ITER-India had the second Empowered Board meeting on 14 March, 2008, in which the new rules and regulations of the organization as well as 70 new positions (17 in Administration/Finance/Services and 53 Engineers/Technicians) were approved. ITER India will then have a total staff of 120, of which 31 have already joined from IPR, with 19 more to be transferred along with the new positions.

One goal, one voice: The International ITER Communications Team (with DG Kaname Ikeda) at the first meeting in Cadarache.
"It feels like United Nations," Aris Apollonatos said. And the Communications Expert from the European Domestic Agency in Barcelona is right. Working for ITER, a project that spans the world and that represents more than half the world's population, that already unites colleagues from 22 nations here in Cadarache, it can feel like working for the UN.
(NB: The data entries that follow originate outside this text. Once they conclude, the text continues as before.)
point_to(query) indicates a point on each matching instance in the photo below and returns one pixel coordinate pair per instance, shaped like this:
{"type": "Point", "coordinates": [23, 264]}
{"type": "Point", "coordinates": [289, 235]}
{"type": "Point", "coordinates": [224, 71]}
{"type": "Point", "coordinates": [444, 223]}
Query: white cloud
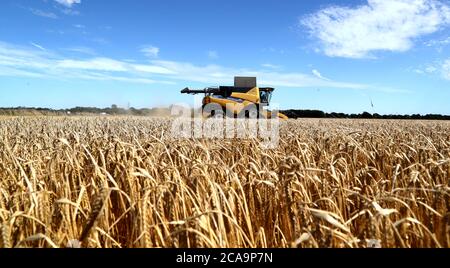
{"type": "Point", "coordinates": [102, 64]}
{"type": "Point", "coordinates": [38, 46]}
{"type": "Point", "coordinates": [81, 50]}
{"type": "Point", "coordinates": [440, 68]}
{"type": "Point", "coordinates": [213, 55]}
{"type": "Point", "coordinates": [379, 25]}
{"type": "Point", "coordinates": [152, 69]}
{"type": "Point", "coordinates": [319, 75]}
{"type": "Point", "coordinates": [27, 61]}
{"type": "Point", "coordinates": [150, 51]}
{"type": "Point", "coordinates": [270, 66]}
{"type": "Point", "coordinates": [215, 74]}
{"type": "Point", "coordinates": [68, 3]}
{"type": "Point", "coordinates": [44, 14]}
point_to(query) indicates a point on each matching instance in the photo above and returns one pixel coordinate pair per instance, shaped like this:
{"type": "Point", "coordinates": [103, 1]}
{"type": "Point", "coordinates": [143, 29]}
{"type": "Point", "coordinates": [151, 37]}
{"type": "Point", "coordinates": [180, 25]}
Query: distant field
{"type": "Point", "coordinates": [121, 182]}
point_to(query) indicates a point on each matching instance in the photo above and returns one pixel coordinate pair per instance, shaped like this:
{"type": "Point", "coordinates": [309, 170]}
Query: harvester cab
{"type": "Point", "coordinates": [244, 99]}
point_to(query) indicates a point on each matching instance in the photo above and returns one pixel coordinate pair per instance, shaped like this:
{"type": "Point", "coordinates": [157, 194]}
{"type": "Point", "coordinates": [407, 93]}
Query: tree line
{"type": "Point", "coordinates": [292, 113]}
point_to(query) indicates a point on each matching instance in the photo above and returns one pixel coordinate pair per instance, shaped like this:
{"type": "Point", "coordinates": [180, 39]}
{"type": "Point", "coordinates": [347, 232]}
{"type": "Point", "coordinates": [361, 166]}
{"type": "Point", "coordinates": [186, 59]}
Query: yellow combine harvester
{"type": "Point", "coordinates": [243, 100]}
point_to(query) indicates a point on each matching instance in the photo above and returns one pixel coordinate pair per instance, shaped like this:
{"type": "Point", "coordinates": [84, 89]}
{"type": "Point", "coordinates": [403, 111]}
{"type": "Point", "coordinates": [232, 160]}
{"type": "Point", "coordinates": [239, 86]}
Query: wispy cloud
{"type": "Point", "coordinates": [68, 3]}
{"type": "Point", "coordinates": [439, 44]}
{"type": "Point", "coordinates": [150, 51]}
{"type": "Point", "coordinates": [270, 66]}
{"type": "Point", "coordinates": [29, 61]}
{"type": "Point", "coordinates": [82, 50]}
{"type": "Point", "coordinates": [379, 25]}
{"type": "Point", "coordinates": [38, 46]}
{"type": "Point", "coordinates": [213, 55]}
{"type": "Point", "coordinates": [317, 74]}
{"type": "Point", "coordinates": [44, 14]}
{"type": "Point", "coordinates": [440, 68]}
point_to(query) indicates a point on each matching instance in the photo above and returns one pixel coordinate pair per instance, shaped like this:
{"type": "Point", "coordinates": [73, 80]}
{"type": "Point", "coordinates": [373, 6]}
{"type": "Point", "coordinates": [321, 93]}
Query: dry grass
{"type": "Point", "coordinates": [119, 182]}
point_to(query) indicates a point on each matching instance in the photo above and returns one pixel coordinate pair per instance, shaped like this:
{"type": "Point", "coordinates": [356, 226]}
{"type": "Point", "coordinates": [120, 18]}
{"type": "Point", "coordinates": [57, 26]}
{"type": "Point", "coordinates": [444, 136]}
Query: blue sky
{"type": "Point", "coordinates": [329, 55]}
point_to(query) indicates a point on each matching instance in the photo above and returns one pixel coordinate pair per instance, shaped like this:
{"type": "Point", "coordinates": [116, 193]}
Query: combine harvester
{"type": "Point", "coordinates": [245, 99]}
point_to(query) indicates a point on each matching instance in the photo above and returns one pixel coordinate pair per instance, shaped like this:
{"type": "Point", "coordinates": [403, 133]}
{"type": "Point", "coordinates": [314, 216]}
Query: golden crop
{"type": "Point", "coordinates": [121, 182]}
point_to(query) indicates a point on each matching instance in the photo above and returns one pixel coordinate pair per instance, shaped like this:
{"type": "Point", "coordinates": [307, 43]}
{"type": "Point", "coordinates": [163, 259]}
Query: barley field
{"type": "Point", "coordinates": [121, 182]}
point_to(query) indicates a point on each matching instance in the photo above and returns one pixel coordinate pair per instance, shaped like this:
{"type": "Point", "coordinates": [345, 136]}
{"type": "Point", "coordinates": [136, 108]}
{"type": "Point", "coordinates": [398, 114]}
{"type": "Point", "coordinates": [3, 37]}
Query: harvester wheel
{"type": "Point", "coordinates": [213, 110]}
{"type": "Point", "coordinates": [249, 112]}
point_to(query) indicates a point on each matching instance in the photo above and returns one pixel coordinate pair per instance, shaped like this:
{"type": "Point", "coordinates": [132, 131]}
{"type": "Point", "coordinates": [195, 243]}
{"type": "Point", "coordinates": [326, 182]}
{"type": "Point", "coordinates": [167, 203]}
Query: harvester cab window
{"type": "Point", "coordinates": [265, 97]}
So it is all the more important to communicate with one voice. "ITER is a project of our time," the Head of ITER Communications, Neil Calder, put it. "But even though we are riding on a tidal wave triggered by climate change and global warming, we have to define a communication strategy."

In order to define this stategy, the Communications staff from IO and the seven Domestic Agencies came together in Cadarache last week for a first in a series of meetings. After short status reports from the DAs, items as the ITER press policy, the relaunch of the ITER website, internal communications, coordination of future events and other joint activities were discussed.

On 11 April, the French Prime Minister François Fillon (centre) visited the site of the Broader Approach (BA) activities in Rokkasho where he was welcomed by Mr. Harada, Parliamentary Secretary for MEXT. The activities of the BA were presented by Pascal Garin, the IFMIF EVEDA Project Leader.